NewsLocal News

Actions

Trial starts next week over girls tackle football in Utah

Posted
and last updated

SALT LAKE CITY — A trial will begin next week in a lawsuit filed by several girls seeking to play tackle football in Utah.

Viral video star Sam Gordon and several other girls have sued the Jordan, Canyons and Granite school districts, as well as Utah High School Activities Association, alleging their Title IX rights were violated by the schools not allowing girls football teams. Title IX is the federal law that prohibits gender discrimination in education.

According to the docket from a Tuesday hearing, U.S. District Court Judge Howard Nielsen Jr. set a bench trial that starts Monday and is expected to wrap up by the end of this month. A bench trial is where a judge hears arguments and witnesses and renders a verdict, not a jury.

Gordon became known for her football skills when videos of her went viral. They showed her beating boys her age when she played against them. Gordon also appeared in an ad for the NFL during the Super Bowl.

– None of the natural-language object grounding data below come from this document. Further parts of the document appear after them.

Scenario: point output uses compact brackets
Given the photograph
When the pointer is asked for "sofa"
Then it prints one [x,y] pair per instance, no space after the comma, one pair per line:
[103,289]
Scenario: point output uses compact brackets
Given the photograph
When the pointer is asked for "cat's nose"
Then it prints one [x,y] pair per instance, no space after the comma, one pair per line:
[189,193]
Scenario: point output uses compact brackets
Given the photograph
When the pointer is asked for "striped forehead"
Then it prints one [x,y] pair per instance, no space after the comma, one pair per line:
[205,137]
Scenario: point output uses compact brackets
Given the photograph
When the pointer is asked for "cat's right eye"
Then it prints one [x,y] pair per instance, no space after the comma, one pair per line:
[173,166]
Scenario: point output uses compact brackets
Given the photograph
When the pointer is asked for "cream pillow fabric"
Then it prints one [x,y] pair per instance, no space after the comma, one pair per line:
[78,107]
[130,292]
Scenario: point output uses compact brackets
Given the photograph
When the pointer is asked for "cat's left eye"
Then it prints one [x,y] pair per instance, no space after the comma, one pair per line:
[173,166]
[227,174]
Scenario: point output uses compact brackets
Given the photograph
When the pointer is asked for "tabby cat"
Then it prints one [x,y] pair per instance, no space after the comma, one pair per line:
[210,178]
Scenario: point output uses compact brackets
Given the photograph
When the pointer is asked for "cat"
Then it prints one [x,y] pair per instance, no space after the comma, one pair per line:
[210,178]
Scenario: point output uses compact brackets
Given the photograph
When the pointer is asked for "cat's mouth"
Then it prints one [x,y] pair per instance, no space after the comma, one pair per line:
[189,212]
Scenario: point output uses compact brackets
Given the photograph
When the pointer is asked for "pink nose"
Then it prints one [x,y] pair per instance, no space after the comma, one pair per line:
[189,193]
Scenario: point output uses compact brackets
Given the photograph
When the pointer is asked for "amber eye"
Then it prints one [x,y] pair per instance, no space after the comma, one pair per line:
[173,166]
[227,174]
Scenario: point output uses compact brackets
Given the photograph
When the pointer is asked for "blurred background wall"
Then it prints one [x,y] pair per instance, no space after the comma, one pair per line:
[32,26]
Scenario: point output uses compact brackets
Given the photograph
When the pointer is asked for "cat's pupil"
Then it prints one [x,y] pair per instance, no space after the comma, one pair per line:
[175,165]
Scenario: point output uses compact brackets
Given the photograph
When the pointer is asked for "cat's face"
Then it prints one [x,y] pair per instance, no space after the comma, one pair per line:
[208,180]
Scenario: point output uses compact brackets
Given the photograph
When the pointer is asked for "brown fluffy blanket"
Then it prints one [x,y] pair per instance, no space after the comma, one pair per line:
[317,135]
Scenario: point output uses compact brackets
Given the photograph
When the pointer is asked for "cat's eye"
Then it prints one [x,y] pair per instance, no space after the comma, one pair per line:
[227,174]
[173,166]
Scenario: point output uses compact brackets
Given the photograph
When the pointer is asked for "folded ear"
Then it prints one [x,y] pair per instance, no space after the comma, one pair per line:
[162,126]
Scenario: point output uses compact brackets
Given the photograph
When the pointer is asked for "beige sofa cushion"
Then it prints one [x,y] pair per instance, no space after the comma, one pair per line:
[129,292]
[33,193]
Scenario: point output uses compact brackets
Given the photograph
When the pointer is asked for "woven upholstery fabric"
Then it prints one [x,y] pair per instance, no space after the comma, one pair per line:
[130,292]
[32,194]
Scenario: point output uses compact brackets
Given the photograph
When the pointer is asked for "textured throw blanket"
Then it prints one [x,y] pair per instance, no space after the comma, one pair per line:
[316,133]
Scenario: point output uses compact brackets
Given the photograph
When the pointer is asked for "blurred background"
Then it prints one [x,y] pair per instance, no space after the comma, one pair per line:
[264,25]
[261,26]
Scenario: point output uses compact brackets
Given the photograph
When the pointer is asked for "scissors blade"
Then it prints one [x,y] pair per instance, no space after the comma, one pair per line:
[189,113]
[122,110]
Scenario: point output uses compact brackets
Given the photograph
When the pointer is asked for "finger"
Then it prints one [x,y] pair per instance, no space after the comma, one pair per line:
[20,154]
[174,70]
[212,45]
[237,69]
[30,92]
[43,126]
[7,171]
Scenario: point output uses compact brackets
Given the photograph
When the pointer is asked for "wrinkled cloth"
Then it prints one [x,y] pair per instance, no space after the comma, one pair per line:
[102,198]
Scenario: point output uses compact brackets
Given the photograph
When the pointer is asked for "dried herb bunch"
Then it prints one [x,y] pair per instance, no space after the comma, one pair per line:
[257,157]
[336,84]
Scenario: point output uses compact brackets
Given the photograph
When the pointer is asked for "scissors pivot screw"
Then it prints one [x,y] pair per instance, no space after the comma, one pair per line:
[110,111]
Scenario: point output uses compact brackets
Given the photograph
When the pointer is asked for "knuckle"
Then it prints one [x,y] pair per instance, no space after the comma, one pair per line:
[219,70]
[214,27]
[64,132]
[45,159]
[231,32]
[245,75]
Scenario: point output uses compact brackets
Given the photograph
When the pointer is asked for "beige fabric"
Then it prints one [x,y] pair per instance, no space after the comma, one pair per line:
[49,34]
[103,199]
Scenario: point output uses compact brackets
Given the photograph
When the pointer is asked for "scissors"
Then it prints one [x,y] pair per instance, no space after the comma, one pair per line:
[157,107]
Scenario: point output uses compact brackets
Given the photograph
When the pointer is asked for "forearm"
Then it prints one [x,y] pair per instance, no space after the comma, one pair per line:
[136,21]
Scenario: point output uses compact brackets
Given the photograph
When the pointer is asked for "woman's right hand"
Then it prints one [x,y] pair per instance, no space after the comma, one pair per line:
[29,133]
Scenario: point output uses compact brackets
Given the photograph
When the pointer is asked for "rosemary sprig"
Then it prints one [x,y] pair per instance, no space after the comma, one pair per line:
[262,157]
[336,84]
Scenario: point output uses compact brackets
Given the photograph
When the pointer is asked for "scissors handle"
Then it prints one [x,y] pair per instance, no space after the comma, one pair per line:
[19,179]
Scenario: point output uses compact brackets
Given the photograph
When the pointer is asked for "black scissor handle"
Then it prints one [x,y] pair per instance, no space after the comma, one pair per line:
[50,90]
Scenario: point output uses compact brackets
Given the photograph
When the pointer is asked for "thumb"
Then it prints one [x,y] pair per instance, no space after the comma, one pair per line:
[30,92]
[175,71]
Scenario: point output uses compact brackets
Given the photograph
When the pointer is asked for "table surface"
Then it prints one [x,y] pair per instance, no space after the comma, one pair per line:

"Plaintiffs will demonstrate that girls have been excluded from high school tackle football. The Defendants classify football as a boys’ sport, or at least did so until well after this lawsuit was filed, after which they began to drop the gender descriptor but otherwise changed nothing about how they offer the sport," Gordon's lawyers wrote in a brief filed with the federal court.

But the school districts argue that federal law doesn't cover what the girls want.

"The defendants recognize the passion the young women named plaintiffs display in their love of football and their sincere desire to play high school football on an all-girls team. They are well-spoken, intelligent, and athletic. No one should be confused. The defendants’ opposition in this case does not challenge that passion or the sport of girls tackle football," attorneys for the USHAA and Utah Attorney General's Office (representing the districts) wrote. "Rather, the argument before the Court is whether federal law requires the defendants to fund, supervise, and sanction girls tackle football ahead of and in the place of another sport in which girls have demonstrated an interest or at all. It does not."